Compare query profiles of 2 different servers by querying performance_schema.events_statements_summary_by_digest
The intention here is to connect to two servers and collect information from the digest table in parallel. This will do the following:
- generate n collections of query digests for each server.
- From this data we can collect n-1 samples which are based on collection x compared against collection x-1.
- Finally we find the top Z queries for server1
- With each query on server1 attempt to compare each of these queries with server2, comparing metrics using the available samples.
Note: this is still work in progress and not completed.
queryprofiler [<options>] <dsn1> [<dsn2> ...]
DSN1='user:password@tcp(server1.example.com:3306)/performance_schema' DSN2='user:password@tcp(server2.example.com:3306)/performance_schema' ./queryprofiler "$DSN1" "$DSN2"
In theory using P_S to profile the queries may seem quite simple, but I think that to get useful values it requires a little more attention. The sections below describe how queryprofiler analyses the queries on the server.

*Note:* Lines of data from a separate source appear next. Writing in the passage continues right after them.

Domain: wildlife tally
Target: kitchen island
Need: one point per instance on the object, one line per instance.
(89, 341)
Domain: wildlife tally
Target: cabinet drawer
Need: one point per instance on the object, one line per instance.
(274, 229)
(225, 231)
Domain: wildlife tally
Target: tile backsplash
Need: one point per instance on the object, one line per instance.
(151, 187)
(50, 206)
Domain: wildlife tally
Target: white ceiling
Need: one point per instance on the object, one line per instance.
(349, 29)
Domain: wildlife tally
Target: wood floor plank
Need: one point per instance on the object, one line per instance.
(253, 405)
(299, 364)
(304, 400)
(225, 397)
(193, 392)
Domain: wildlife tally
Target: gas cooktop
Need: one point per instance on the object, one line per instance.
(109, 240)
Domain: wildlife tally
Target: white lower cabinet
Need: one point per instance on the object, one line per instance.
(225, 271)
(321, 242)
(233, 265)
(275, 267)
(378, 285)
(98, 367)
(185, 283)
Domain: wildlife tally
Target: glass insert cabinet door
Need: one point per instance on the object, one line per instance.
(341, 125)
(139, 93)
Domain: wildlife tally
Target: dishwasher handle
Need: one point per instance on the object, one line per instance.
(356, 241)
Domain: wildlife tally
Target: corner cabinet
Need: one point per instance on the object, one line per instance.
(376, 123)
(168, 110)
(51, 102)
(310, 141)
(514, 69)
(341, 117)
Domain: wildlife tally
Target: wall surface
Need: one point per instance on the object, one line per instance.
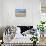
(32, 12)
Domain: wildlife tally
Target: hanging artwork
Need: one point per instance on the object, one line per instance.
(20, 12)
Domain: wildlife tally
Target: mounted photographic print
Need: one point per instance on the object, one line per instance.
(20, 12)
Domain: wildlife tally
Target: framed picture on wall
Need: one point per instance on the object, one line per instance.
(20, 12)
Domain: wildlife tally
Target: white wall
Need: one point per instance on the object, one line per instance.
(0, 13)
(32, 12)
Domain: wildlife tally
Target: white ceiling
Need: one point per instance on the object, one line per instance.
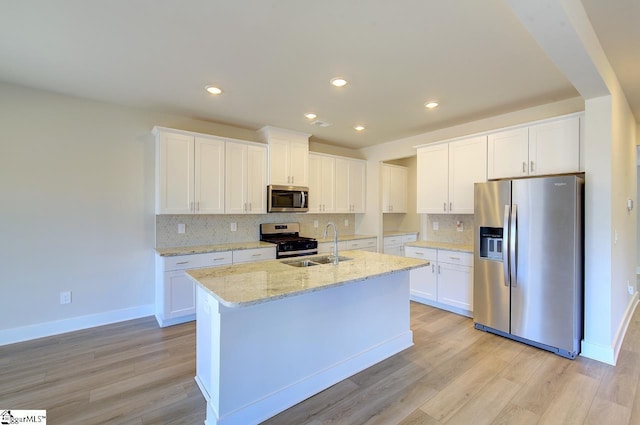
(274, 59)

Event is the table represetation of the P_S digest table.
Collection is a slice of Events together with a timestamp of when data was collected. Collections is a slice of Collection.
Sample is a slice of rows that come from subtracting matching values by Key and recording the start time and duration of the sample. It contains several rows for different queries. Samples is a slice of Sample. Sample metrics are normalised to metrics per second for consistency.
This is a slice of float64, which is the underlying numbers used by this program. Thus a sample really contains a named set of Mmetric.
In theory the QUERY_DIGEST might be used but this digest is not stable between different MySQL versions so I collect an MD5 digest of the DIGEST_TEXT. That said the DIGEST is not a unique key, what's unique is a combination of query (digest) and SCHEMA_NAME, so the Key considered as the key of queries is based on the MD5_DIGEST and the SCHEMA_NAME, joined by a ".". if SCHEMA_NAME contains a value.
events_statements_summary_by_digest may have empty DIGEST/DIGEST_TEXT. This represents lost values because the maximum number of digest values has been exceeded. You may see this empty query having quite high values because of this.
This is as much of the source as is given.